METHODS: Twenty-three children were included consecutively and randomised to either oral ibuprofen (n = 12) 7.5 mg/kg body weight or placebo (n = 11). The child's pain, fear and distress were reported by parents, nurses and the children (if ≥7 years of age). Feasibility criteria were defined as (a) ≥4 children included/month, (b) ≥80% of eligible patients agreed to participate, (c) >90% treated according to protocol, (d) <5% missing data, (e) s-cortisol samples analysed in ≥90% of the children.

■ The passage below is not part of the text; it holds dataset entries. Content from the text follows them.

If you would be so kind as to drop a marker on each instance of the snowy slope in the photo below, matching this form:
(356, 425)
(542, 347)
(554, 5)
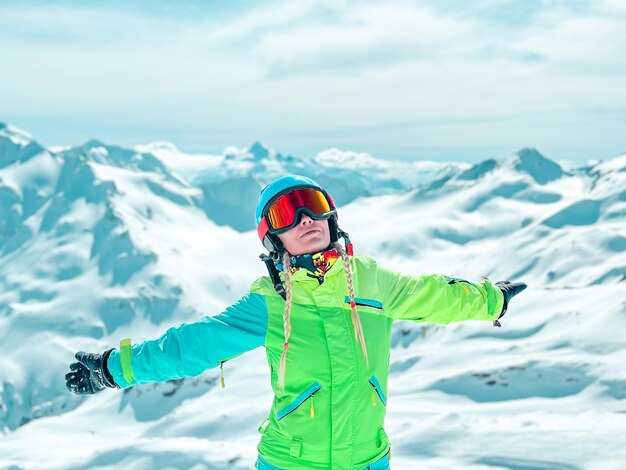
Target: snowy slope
(98, 243)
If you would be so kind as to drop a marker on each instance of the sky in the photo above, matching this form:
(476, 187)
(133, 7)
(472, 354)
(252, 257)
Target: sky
(406, 80)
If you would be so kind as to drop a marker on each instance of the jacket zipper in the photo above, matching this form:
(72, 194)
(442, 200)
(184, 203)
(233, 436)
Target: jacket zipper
(377, 391)
(316, 388)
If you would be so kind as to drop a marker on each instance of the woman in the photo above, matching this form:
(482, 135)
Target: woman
(324, 316)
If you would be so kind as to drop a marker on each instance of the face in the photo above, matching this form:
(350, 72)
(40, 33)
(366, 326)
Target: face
(309, 236)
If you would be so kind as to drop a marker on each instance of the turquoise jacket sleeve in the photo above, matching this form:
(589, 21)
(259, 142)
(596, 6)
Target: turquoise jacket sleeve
(191, 348)
(438, 298)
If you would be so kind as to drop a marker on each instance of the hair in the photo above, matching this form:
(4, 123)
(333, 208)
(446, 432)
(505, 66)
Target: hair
(358, 329)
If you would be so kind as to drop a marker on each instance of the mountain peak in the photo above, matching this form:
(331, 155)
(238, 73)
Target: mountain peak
(542, 169)
(16, 145)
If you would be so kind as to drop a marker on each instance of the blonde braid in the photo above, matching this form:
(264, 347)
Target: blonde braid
(286, 314)
(358, 329)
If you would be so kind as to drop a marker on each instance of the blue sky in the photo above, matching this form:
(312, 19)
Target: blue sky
(439, 79)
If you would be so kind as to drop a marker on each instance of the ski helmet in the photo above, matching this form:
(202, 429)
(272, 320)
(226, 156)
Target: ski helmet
(282, 203)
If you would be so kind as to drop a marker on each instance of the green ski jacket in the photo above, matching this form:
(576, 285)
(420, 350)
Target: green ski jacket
(331, 413)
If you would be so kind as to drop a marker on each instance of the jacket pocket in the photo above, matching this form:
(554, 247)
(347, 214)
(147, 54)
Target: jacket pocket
(377, 390)
(366, 302)
(303, 397)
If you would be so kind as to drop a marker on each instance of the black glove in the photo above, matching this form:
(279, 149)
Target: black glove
(509, 290)
(90, 374)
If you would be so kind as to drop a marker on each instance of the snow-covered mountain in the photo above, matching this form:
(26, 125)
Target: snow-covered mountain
(98, 243)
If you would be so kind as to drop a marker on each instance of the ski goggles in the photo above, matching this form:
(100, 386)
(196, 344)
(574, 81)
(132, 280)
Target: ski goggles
(284, 212)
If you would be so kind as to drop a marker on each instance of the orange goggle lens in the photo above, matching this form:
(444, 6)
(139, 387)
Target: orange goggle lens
(282, 212)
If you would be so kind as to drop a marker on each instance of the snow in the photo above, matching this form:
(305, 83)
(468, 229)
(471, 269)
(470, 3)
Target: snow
(100, 243)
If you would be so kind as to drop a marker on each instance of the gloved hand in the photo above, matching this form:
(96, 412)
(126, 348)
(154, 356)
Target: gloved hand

RESULTS: All feasibility criteria were met except recruitment and consent. Parents, nurses and children reported no trend of benefit of oral ibuprofen with regard to pain, fear and distress compared with placebo.
CONCLUSION: The study failed to meet important feasibility criteria and was closed due to low recruitment rate and absence of trend of effect. From this data, we cannot state that ibuprofen is not helpful in needle procedures but that it seems unlikely.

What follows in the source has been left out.